De Latijnse school

Vroege ontwikkeling van onderwijs en wetenschap

Tijd van steden en staten

In de huizen van de kapittelheren achter het koor van de Grote of Lebuinuskerk ontstond al in het midden van de 12de eeuw de kapittelschool van Lebuïnus. Die school was van belang voor de uitvoering van de liturgie, maar ook voor de opleiding van toekomstige kanunniken. De leerlingen moesten wel een lange leerweg afleggen voordat ze een stem in het kapittel kregen.

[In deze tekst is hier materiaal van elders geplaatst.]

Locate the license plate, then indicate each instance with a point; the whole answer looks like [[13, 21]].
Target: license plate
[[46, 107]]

Van kapittelschool naar Latijnse stadsschool

Naast Latijn was ook muziek en in het bijzonder zang een belangrijk vak op de kapittelschool. Er werd dan ook wel gesproken over de koorschool. Eén van de kapittelheren, de scholaster of scholasticus, was met de schoolzaken belast. Deze functionaris kwam in Deventer al in 1215 voor. Na ongeveer een eeuw werd een rector aangesteld. De bevoegdheid tot het aanstellen van een rector werd in 1375 overgenomen door het stadsbestuur, waarmee Deventer een Latijnse stadsschool had gekregen. Rond 1485 of misschien eerder werd de school gevestigd in een pand aan het Grote Kerkhof, dat nu nog de naam Latijnse School draagt.

Studentenhuizen

De broeders van het gemene leven ontfermden zich over de arme leerlingen van de Latijnse school. Aan hen werd onderdak verschaft in het Arme Fraterhuis, gelegen aan de Spinhuissteeg. Ze hoefden hiervoor niet te betalen, maar moesten meehelpen bij het kopiëren van geschriften. Later ontstonden er meer studentenhuizen, zoals de Bursa Cusana, gesticht uit een legaat van kardinaal en pauselijk gezant Nicolaas van Cusa.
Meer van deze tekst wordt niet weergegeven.